Most organizations take the foundational aspects of culture for granted. They aren't sexy or exciting. Most of us would instead work on more important things, but when we focus on higher-order concepts, we struggle to succeed. We need to know if there are cracks in the foundation of our workplace culture. When we try to build something that our foundation isn't ready to support, it goes badly. Progress on the more complicated high-performance aspects is slow and more tenuous; we need to get what we ought to for our investment of time and energy. Concepts like feedback and recognition are the next layer of tactics. We use them to increase efficiency and productivity. At their most basic level, they are a form of communication, and you can easily imagine how much trust impacts their successful implementation and how having a healthier community sets them up to function better. If we work to ensure the foundations are in place, we save everyone's time, focusing on the right things.
Think of your workplace culture as a house.
When you build a house, the foundation is the most important thing to get right. You want it to be strong, with no cracks, and level so the House can be balanced, and it needs to be the right size for the home you want to build. The House you would like to build matters. How big is the House? How many people will live in it? Where do you want to make it? Is it a cottage or a mansion? For most organizations, their "house" already exists. It was built in the past, sometimes by different people. The Vision and Mission are like the House's dream and reality. They may be the same or may have changed. Indeed, the times have changed. There have been some storms and long winters. How well has the House been maintained? Have you checked the foundation?

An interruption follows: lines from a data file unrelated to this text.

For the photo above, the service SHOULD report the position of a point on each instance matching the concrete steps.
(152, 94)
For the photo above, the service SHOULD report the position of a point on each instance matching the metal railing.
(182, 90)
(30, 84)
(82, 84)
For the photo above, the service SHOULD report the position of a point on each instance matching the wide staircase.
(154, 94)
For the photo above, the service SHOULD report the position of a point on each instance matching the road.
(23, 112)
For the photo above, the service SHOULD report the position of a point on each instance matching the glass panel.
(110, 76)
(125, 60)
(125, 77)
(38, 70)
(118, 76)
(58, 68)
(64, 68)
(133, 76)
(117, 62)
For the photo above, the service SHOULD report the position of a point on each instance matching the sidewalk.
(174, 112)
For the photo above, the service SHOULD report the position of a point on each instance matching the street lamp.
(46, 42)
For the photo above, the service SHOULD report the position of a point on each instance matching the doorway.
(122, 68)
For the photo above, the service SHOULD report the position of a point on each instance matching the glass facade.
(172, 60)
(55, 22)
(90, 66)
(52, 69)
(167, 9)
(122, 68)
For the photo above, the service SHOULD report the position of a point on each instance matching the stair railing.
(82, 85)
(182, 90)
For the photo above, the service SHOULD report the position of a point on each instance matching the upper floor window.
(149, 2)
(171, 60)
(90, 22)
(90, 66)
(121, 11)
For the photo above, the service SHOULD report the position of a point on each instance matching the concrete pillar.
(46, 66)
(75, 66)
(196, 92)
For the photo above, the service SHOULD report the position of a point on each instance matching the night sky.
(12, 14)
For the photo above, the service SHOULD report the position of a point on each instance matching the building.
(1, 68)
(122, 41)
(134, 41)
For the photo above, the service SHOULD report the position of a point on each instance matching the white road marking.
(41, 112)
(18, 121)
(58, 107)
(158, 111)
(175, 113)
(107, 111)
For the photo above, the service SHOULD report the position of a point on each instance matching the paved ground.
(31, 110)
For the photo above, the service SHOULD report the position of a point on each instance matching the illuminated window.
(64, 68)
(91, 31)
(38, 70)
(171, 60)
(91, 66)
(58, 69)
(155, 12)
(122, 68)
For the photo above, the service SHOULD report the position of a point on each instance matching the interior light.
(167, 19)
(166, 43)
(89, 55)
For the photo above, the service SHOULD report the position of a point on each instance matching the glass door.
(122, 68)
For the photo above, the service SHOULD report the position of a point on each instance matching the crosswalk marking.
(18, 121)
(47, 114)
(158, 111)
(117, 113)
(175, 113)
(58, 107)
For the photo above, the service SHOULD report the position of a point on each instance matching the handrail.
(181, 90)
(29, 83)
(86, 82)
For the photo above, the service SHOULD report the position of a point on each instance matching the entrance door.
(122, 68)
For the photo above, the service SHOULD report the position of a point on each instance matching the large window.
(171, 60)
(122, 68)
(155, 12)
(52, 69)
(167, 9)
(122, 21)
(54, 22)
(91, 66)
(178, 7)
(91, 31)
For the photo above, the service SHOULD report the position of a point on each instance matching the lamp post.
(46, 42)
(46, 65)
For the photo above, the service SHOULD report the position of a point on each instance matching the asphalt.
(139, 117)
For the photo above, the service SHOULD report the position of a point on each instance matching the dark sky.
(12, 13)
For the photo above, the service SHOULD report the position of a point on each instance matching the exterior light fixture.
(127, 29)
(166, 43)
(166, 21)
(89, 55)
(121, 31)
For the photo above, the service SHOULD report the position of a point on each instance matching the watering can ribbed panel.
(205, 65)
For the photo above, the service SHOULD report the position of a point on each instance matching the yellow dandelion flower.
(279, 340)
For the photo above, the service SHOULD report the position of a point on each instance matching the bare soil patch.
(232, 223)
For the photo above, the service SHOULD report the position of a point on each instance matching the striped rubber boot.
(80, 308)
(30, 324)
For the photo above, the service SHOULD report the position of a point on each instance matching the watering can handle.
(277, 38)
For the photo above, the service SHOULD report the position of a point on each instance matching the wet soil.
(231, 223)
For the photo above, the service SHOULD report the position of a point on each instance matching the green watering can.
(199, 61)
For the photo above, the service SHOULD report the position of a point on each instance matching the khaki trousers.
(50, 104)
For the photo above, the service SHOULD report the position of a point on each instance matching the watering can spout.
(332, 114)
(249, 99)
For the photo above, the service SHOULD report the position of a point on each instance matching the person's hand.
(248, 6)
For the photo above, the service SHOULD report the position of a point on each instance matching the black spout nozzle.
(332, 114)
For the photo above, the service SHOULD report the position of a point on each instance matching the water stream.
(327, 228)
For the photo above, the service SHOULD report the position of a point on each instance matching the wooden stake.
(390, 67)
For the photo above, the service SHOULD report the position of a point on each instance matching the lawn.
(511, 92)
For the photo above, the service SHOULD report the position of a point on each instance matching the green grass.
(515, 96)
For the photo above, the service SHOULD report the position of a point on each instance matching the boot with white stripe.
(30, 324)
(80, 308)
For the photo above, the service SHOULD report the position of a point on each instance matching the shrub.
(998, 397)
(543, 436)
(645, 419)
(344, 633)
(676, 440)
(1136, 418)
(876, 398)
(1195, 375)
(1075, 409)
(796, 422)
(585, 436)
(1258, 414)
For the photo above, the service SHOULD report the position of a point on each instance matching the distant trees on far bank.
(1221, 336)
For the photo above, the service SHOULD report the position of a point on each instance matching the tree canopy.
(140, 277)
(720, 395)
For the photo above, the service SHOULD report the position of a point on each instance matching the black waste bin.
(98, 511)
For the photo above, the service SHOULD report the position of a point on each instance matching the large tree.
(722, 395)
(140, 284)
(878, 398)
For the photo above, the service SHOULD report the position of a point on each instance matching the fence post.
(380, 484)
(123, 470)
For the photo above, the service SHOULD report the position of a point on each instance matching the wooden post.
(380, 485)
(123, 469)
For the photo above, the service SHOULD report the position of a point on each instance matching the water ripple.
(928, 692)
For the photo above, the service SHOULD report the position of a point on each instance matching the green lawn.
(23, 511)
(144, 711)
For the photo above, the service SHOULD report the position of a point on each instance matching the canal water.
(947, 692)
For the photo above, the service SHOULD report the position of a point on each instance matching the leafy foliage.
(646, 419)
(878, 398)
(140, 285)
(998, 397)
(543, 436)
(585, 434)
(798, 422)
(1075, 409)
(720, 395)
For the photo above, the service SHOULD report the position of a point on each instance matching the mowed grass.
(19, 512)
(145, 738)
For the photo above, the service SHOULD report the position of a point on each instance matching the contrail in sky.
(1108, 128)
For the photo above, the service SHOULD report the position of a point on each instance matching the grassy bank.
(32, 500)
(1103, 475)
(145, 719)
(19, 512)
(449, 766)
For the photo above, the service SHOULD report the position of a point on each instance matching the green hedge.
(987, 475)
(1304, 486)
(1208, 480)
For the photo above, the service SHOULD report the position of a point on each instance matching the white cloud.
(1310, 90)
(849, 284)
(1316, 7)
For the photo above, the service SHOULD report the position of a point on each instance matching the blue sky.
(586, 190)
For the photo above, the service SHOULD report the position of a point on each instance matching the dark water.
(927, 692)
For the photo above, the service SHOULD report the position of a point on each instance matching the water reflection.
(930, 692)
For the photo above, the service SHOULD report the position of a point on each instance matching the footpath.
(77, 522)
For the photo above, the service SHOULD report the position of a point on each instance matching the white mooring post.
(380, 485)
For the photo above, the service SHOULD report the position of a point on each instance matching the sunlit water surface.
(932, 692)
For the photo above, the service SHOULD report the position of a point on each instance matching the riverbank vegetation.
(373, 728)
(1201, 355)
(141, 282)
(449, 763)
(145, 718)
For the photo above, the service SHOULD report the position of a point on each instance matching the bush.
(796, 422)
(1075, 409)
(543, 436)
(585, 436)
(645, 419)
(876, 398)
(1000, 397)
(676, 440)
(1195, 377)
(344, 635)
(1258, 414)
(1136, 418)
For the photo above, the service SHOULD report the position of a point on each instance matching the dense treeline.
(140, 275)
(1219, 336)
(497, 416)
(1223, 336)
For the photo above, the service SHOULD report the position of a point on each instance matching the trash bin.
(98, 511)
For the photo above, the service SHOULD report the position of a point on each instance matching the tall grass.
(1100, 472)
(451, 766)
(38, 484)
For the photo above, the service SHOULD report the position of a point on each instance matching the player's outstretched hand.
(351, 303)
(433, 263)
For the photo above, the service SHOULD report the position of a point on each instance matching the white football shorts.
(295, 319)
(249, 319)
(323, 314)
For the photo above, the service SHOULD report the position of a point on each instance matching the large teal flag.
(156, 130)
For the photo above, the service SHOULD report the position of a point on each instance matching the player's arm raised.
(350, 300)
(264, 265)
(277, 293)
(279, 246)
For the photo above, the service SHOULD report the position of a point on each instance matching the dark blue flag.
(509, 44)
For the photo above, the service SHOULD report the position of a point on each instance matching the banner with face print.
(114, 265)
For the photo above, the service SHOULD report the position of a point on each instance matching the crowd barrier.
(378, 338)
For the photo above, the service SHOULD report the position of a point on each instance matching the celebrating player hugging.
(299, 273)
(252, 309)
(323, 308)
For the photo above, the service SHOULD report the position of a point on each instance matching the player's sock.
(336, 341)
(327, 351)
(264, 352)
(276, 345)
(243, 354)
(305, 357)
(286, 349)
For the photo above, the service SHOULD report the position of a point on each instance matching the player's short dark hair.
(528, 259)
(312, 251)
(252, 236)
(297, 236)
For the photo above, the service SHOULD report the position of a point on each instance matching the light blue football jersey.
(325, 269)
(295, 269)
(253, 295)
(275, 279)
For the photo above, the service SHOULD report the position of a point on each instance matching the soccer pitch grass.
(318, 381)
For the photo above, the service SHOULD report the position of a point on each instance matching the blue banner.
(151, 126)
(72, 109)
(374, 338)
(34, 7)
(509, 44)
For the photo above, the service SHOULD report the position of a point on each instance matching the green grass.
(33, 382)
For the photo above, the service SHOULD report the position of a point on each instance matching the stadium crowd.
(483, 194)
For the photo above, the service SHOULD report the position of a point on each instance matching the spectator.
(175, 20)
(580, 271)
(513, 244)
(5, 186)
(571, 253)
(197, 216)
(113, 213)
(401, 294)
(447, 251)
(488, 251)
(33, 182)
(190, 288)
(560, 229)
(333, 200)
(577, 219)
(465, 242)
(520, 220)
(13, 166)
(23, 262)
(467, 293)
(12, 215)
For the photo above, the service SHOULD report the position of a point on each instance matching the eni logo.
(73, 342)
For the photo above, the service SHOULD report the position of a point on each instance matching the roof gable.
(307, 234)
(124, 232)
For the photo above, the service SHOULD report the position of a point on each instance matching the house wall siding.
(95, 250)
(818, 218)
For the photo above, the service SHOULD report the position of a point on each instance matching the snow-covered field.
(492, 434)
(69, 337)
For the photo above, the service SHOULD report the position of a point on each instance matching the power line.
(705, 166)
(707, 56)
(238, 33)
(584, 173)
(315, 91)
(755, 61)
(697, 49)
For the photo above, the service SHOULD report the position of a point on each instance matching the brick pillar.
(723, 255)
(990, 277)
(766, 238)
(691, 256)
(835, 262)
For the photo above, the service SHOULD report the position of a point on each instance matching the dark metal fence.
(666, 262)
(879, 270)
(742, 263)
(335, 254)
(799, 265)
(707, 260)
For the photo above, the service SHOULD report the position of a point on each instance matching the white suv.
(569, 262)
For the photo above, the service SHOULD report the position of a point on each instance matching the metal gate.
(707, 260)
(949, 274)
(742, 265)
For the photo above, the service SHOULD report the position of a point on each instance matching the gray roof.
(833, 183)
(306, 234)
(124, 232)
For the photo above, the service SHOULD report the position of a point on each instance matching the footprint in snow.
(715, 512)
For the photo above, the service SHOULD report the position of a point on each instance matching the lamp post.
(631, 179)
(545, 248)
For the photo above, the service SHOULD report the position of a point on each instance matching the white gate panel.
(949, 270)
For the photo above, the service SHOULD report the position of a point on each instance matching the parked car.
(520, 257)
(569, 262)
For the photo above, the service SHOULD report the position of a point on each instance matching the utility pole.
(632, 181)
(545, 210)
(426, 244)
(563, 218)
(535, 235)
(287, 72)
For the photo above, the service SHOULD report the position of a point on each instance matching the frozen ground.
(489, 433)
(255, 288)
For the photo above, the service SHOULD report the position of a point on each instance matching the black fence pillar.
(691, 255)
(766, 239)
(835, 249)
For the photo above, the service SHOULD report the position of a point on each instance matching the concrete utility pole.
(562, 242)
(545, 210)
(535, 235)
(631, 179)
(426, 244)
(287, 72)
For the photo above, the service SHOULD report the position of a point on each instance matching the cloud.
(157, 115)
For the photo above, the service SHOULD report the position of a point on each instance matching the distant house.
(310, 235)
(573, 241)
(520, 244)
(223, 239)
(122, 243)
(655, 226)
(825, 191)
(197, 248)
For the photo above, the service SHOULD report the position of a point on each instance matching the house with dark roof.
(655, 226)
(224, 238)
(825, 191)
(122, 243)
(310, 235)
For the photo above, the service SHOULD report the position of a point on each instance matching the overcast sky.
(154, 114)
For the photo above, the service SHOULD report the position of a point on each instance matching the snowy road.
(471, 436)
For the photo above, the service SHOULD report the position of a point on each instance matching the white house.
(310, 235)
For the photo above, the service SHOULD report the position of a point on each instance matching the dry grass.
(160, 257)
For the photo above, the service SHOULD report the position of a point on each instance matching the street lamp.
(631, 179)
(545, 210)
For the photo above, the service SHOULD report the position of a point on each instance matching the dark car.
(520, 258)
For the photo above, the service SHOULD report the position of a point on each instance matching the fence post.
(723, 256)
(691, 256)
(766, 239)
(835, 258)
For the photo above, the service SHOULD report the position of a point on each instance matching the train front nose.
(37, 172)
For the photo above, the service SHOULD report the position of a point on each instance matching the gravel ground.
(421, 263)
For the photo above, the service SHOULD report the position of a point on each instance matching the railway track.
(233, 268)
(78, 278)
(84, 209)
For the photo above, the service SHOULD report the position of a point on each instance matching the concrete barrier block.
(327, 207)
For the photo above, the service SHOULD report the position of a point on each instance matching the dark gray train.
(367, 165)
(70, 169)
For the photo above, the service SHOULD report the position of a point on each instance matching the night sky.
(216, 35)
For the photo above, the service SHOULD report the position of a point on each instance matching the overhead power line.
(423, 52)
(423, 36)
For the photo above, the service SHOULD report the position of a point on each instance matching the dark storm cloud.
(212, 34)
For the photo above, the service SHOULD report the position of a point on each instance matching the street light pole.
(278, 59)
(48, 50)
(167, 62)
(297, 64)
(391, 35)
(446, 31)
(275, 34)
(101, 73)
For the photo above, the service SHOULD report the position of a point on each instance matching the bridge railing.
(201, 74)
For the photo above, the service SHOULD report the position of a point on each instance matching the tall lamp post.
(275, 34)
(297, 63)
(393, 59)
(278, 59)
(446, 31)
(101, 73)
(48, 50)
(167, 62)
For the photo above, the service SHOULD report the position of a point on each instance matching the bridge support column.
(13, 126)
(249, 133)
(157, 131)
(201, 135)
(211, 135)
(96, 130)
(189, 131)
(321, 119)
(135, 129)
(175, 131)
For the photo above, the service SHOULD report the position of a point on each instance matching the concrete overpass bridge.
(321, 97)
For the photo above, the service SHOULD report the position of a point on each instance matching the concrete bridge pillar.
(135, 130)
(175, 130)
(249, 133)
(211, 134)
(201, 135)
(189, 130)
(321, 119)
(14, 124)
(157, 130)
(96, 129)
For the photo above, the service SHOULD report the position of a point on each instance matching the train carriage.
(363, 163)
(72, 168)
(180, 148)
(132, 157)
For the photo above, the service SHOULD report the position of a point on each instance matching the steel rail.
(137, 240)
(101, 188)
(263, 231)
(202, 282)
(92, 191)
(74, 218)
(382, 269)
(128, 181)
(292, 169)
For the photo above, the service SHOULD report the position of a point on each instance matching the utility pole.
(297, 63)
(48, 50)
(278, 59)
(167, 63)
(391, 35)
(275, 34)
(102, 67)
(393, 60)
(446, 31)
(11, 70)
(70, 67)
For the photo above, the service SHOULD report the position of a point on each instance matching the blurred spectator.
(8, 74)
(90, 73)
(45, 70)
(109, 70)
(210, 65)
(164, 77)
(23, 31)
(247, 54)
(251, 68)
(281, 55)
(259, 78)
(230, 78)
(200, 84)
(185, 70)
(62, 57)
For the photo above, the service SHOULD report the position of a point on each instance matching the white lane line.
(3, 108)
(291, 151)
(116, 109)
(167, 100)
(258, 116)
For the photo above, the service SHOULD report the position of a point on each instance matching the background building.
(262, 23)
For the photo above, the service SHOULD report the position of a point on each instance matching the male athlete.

This is the place where I find most organizations. They feel like something needs to be fixed or healthier, or they can't make progress doing whatever is next in their strategic roadmap. I usually start talking to them about what they want to do and how things are going. After hearing about their challenges, I asked, "How is the house's foundation?" The answers range from "pretty good, I think," or "I don't really know, that is a good question". Other times, the leader leans back in their chair and has the first moment of seeing the real challenge. The House isn't the problem. The Foundation is. It needs to be healthier to support the House we live in today.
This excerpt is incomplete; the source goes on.